Some notes from reading this paper from last August. It’s a well-written paper that covers a lot of different things (information retrieval, cross-modal learning, self-supervision, shortcut prevention, etc).

What was least intuitive to me on first read was how the localization part worked in an unsupervised manner and without any temporal information. At each global step, the dot product that represents the maximum “similarity” between the audio embedding and individual feature vectors is taken to indicate correspondence. So during the backward pass, only one region is encouraged to respond highly (which enables localization). When you do this enough times, image features that correspond to certain audio embeddings are encouraged to be closer together, so you’ll get high activations when visual features corresponding to audio features are observed.

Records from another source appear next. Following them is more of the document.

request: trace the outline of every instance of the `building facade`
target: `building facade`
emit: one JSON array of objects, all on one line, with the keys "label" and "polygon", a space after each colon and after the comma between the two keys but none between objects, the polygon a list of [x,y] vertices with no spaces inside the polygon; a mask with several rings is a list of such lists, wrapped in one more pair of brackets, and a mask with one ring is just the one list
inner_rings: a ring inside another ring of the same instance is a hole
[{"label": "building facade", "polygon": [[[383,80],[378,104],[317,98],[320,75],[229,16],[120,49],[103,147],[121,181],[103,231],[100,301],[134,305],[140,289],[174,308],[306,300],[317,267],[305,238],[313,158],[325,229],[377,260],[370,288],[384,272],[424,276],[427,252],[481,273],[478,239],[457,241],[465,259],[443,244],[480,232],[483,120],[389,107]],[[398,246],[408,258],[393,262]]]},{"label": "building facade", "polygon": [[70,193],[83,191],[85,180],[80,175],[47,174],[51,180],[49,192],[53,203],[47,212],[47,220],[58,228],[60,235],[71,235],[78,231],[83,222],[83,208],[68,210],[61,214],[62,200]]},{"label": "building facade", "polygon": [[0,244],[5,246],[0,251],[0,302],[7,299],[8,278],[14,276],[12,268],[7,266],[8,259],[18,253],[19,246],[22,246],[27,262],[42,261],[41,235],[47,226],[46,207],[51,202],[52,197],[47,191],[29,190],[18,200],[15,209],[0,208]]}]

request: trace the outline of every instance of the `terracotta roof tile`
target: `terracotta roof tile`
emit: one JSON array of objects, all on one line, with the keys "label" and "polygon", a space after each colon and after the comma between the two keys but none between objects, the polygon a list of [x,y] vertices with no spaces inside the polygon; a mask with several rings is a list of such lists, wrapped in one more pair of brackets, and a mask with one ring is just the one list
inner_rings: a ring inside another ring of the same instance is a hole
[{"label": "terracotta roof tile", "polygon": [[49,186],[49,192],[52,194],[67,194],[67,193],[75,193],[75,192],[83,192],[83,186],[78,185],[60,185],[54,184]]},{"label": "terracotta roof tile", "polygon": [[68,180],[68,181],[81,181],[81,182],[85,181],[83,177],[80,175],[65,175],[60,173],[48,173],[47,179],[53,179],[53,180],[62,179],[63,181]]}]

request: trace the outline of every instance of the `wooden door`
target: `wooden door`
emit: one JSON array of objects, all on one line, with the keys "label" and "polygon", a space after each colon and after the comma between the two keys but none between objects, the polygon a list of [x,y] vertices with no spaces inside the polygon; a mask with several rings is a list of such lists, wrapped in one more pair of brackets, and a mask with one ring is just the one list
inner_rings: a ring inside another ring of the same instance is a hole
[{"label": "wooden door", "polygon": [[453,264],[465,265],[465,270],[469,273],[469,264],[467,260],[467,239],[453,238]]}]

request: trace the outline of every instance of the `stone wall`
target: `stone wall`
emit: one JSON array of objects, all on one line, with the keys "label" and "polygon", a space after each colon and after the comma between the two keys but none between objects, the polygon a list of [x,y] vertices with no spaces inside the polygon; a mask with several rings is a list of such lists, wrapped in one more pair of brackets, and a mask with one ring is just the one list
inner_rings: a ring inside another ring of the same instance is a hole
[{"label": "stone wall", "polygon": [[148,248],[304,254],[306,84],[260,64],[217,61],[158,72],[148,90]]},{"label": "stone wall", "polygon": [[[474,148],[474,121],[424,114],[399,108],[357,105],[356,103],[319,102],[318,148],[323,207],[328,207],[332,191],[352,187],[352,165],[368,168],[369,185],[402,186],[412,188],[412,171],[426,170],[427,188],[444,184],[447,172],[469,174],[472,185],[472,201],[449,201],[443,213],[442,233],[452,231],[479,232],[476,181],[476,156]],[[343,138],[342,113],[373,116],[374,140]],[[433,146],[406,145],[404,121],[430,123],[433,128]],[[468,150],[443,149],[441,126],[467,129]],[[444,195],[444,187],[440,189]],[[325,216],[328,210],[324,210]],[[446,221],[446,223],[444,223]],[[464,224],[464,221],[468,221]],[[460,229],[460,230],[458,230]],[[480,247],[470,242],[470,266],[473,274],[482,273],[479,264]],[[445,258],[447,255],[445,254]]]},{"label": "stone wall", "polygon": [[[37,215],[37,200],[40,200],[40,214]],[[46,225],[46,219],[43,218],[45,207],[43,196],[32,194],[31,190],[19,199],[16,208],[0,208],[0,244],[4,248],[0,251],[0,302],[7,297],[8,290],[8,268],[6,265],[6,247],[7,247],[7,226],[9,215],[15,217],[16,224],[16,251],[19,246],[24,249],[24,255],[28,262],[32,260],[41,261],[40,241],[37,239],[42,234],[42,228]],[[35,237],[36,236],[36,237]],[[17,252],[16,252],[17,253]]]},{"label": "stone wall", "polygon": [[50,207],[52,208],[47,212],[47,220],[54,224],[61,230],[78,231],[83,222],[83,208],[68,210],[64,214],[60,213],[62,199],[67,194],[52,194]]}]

The network learns which visual features correspond to which sounds as a side effect of learning whether the audio clip / image frame correspond. Positive examples are when the 1-second audio clip and image frame overlap. Negative is when they don’t. Of course, this assumes the input training data doesn’t have weird examples & has sufficient examples of silent background objects. (You can think a bit about what degeneracies you might face if you didn’t provide enough data or how latent biases in the dataset could affect performance.)

Notice that these are globally learned correspondences, and the net you train can be fooled since it’s not learning from stereo audio or anything that would give it actual audio localization in 3D space. In their examples, when a drummer is drumming but not hitting the hi-hat, the net still localizes sound as coming from the hi-hat, since it’s only learning what visual features are likely to be active in a given frame, not determining a hard correspondence between motion and sound. When using this for say, robot localization, it’s interesting to think about how it compares to using multi-mics + cross-channel correlation to determine where the sound is coming from. It’s sort of like lidar vs vision; if you encounter things you haven’t seen before, lidar will still reliably say “there’s something there,” whereas vision may choke. Similarly relying on an understanding of the underlying geometry instead of a recognition approach predicated on deep-sampling the wrong feature space will give us more overall reliability here.

Of course they also tried using more temporal information, and it helps for determining if there is audio-visual correspondence but it doesn’t help with cross-modal retrieval (which I find slightly puzzling). They tried 25 frames of multi-frame data as well as single-frame + 10 frames of optical flow (dual-stream).